Within the mitochondrion, nucleoids show an asymmetric intracellular distribution determined by mitochondrial division, fusion, and motility events [70], suggesting that the nucleoid-transmission process is DNA-independent and reliant upon protein-protein interactions [63]. At division sites, mtDNA replication occurs upstream of mitochondrial constriction and assembly of the division machinery. In the absence of mtDNA leading to defects in respiratory activity and energy production, nucleoid integrity is lost due to the absence of protein-DNA and additional protein-protein interactions, and the mitochondrial reticulum is compromised due to the reduced cristal-membrane content [79]. However, nucleoid proteins are capable of binding to their proper sites on the inner mitochondrial membrane and are sorted normally in the absence of mtDNA, given the near-uniform distribution of mtSSB in mtDNA-depleted rho-zero cells [80]. The maintenance or selective degradation of mitochondrial nucleoids free of mtDNA remains unknown.

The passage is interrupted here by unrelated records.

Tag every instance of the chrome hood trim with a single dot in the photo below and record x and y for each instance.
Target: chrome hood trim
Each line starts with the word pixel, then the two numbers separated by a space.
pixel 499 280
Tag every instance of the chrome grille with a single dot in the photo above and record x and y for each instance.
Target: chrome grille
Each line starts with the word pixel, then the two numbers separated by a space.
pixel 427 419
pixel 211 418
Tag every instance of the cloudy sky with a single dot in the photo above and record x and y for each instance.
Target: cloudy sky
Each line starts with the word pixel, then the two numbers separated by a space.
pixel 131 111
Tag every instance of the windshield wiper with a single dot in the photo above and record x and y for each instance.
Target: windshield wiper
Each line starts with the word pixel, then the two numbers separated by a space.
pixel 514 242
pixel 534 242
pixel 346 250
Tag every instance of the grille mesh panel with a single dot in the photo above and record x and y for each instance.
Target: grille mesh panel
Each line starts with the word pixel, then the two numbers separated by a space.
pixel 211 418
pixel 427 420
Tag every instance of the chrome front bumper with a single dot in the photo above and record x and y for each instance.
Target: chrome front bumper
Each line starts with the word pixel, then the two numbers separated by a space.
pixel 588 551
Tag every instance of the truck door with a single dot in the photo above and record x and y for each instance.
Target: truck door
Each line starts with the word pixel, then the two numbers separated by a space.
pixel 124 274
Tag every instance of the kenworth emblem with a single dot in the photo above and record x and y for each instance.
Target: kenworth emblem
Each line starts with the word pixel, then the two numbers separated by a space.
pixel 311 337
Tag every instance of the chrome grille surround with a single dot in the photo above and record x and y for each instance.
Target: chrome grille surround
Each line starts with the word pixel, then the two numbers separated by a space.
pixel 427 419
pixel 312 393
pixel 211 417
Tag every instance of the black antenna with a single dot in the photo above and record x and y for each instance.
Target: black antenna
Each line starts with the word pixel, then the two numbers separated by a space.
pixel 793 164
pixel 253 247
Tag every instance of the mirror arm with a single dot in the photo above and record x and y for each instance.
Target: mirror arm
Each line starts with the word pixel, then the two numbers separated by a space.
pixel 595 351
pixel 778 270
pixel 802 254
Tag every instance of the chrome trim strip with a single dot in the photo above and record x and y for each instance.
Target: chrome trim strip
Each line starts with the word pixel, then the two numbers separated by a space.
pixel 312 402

In mammalian cells, mtDNA exhibits a closed, circular form; however, upon strand breakage or partial deletion, this circular structure is linearized. This linearized and unsealed form of mtDNA renders maintenance of intact nucleoid structure difficult due to hindered spatial organization between the mtDNA and nucleoid-constituting proteins. Eventually, nucleoids encapsulating linearized mtDNA may collapse or be degraded by mitochondrial proteases or nucleases. This was reported following application of mitochondria-targeted obligate heterodimeric zinc finger nucleases capable of specifically eliminating pathogenic human mtDNA, thereby altering the ratio of desired haplotypes [81]. Additionally, the presence of deletion mutations in mtDNA present in human mitochondrial diseases [12, 15] suggests that mtDNA size is not a critical factor in nucleoid formation and maintenance; however, additional studies are needed to determine whether the state of mtDNA in either circular or linear form is important in nucleoid construction and maintenance.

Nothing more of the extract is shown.